As far as the money problem is concerned, all that anarchists desire is that anyone or any combination may go into the business of furnishing money or insuring credit. To the superficial thinker, especially the authoritarian minded such as Socialists or Communists, this would seem the veritable return to chaos. But we will see how fraudulent or insecure money fares when free competition in banking exists, and what will become of the phenomenon of interest. What will most probably happen has been ably shown by Proudhon, Wm. B. Greene, and others.
But it is quite doubtful that an attempt to directly adopt a labor-time unit of value will meet with any success.
Laurance Labadie
Commentary – Eric Fleischmann:
This latest addition to the Laurance Labadie Archival Project was first sent as a letter to John G. Scott and Jo Ann Wheeler’s version of Mother Earth, printed in an issue in 1933, and then eventually found its way to the Joseph A. Labadie Collection of the University of Michigan Library. Being the last true Tuckerite anarchist, Labadie stands as the natural inheritor of the ideas of Josiah Warren, who, in the 19th century, opened his experimental “Time Store” in Cincinnati, Ohio.
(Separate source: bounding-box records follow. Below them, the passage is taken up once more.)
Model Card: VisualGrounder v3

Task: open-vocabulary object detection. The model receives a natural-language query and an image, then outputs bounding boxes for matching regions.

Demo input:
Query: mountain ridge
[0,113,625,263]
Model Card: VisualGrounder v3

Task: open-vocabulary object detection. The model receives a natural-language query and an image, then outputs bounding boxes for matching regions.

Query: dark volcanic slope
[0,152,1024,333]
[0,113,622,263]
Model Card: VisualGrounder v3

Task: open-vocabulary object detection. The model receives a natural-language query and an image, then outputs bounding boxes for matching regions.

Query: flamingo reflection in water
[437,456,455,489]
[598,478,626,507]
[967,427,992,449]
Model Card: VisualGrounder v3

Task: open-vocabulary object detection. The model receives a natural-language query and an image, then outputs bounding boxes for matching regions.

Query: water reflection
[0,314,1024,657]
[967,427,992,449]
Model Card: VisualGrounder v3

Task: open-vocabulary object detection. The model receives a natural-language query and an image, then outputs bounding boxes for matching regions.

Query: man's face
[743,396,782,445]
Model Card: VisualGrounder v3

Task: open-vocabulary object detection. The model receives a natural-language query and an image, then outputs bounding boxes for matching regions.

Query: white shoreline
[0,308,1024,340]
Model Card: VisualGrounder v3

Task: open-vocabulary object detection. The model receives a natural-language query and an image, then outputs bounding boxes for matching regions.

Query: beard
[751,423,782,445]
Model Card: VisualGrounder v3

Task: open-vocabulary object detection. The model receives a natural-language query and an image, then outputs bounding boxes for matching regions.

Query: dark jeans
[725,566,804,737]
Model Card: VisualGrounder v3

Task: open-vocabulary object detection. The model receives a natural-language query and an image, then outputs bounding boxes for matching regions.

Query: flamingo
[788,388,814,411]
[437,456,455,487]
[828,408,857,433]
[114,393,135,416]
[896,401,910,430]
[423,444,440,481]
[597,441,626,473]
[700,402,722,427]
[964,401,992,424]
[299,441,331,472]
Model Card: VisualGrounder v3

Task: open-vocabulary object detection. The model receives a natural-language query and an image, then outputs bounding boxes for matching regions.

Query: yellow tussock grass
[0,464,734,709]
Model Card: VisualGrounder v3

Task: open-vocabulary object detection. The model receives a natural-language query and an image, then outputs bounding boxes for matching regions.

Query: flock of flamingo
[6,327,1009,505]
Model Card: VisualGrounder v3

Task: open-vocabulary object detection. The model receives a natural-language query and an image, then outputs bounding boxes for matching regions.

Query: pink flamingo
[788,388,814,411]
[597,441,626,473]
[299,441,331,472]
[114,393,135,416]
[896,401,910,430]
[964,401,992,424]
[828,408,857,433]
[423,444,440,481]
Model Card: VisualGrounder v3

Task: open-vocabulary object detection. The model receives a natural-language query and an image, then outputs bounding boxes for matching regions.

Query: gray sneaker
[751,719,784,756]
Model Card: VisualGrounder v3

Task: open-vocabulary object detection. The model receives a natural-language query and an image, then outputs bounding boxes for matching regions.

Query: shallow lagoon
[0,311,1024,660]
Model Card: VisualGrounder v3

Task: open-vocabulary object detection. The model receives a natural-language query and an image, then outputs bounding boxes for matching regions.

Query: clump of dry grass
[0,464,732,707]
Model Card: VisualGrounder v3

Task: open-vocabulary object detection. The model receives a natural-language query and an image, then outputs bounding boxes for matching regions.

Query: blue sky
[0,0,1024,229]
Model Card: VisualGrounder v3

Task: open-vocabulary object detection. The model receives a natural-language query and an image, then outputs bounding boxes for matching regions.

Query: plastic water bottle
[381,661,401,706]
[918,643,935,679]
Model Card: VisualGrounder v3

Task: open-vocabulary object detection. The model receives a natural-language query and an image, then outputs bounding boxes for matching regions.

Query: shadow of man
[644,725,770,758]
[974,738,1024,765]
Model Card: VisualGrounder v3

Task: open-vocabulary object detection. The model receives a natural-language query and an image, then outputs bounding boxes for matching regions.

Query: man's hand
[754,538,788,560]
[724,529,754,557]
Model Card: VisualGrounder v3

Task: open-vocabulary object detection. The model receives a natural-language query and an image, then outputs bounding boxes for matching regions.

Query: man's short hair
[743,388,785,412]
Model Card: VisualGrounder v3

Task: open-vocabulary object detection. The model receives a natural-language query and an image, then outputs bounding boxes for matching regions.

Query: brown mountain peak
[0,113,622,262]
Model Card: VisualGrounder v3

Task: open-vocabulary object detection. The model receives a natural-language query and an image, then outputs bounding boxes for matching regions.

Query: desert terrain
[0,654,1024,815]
In said store, as William Bailie describes, compensation was “determined on the principle of the equal exchange of labor, measured by the time occupied, and exchanged hour for hour with other kinds of labor.” This laid the groundwork for the eventual initiation of the timebanking movement by Edgar S. Cahn in the 1990s, which until then had largely lain dormant except in the theoretical realm of mutualist thought and small experiments throughout the Great Depression. The former—as in Warren—is most likely what Labadie is responding to.
As someone who has worked for a timebank, I have to ultimately disagree with Labadie’s assessment of time-based currencies, but this is not about me so instead let me point to the interesting anticipation of criticisms of timebanking in the late 20th century–primarily that of MIT economist Frank Fisher. In the 80s, Fisher argued that since the pricing of time-based currencies are set by the timebank itself, it is susceptible to the same essential problems of calculation and incentive inherent in a centrally planned economy [1]. This comes at least relatively close to Labadie’s following point: “Take any product you may, say shoes. John produces five pairs a day, James produces ten. Is it possible that John in a free market will be able to obtain for his shoes a price twice as great as James? Absurd!” For both Labadie and Fisher, time-based currencies are inadequate in their function as mechanisms of information distribution via price.
But Labadie argues, regardless of its problems, a time-based currency is not even necessary. He—both inheriting the labor theory of value from Benjamin Tucker and Pierre-Joseph Proudhon and anticipating its contemporary reconstruction by Kevin Carson—holds that “granting free competition, that is, free and equal access to the means of production, to the raw materials, and to an unrestricted market, the price of all articles will always tend to be measured by the effort necessary for their production. In other words, labor as a factor in measuring value will become predominant.” Basically: if goods already fall to the cost of labor, then the currency used to valuate them already is necessarily measuring by labor, just not labor-time.
- See Cahn’s No More Throw-Away People: The Co-Production Imperative.